Según explica el climatólogo de Meteored España, Samuel Biener, durante este lunes y el martes todavía persistirá algo de aire frío en altura, lo que favorecerá la aparición de chubascos y tormentas en distintas regiones. Cataluña será la comunidad más afectada por esta inestabilidad, aunque también podrían registrarse precipitaciones más débiles y dispersas en la Comunidad Valenciana, Baleares y áreas montañosas del este y norte peninsular.
A medida que avance la semana, el calor irá ganando terreno mientras las tormentas perderán intensidad. Para mañana se espera la llegada de un frente atlántico que dejará lluvias en el noroeste peninsular, especialmente en el oeste de Galicia, donde no se descarta que vayan acompañadas de tormenta. Estas precipitaciones se extenderán de forma más débil al resto del cuadrante noroeste, mientras que en el este y noreste apenas se prevén algunos chubascos aislados, muy lejos de los episodios adversos vividos durante los últimos días.
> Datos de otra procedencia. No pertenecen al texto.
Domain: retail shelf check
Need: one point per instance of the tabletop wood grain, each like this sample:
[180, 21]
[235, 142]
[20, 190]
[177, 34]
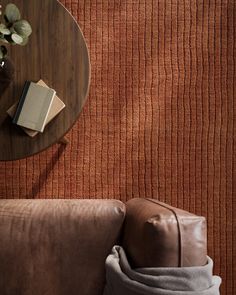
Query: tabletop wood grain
[56, 53]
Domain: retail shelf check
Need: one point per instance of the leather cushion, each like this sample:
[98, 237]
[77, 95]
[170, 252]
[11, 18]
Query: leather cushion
[56, 247]
[158, 235]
El miércoles, la inestabilidad repuntará de forma puntual en el noreste debido al paso de una onda en altura. Girona podría registrar aguaceros localmente intensos antes de que las altas presiones se impongan en prácticamente toda España. A partir de entonces dominará el tiempo estable, con tan solo algunas lloviznas aisladas en puntos del Maestrazgo-Els Ports y del noroeste peninsular.
Entre el miércoles y el viernes, el ambiente será plenamente veraniego en amplias zonas del país. Las temperaturas máximas podrían rozar los 40 grados en el valle del Guadalquivir y superar los 35 grados en otras áreas del interior peninsular. Los valores previstos serán más propios de pleno verano que de estas fechas en numerosas comunidades autónomas.
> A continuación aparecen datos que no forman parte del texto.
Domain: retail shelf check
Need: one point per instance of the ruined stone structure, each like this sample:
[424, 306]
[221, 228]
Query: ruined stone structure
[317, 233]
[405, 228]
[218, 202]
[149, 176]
No obstante, la evolución meteorológica de cara al final de la semana todavía presenta incertidumbre. Los principales modelos contemplan la posible formación de una DANA cerca de la Península Ibérica. Dependiendo de su posición final, este embolsamiento de aire frío podría provocar nuevas tormentas intensas, especialmente en el norte peninsular, o incluso reforzar aún más la entrada de aire cálido sobre España.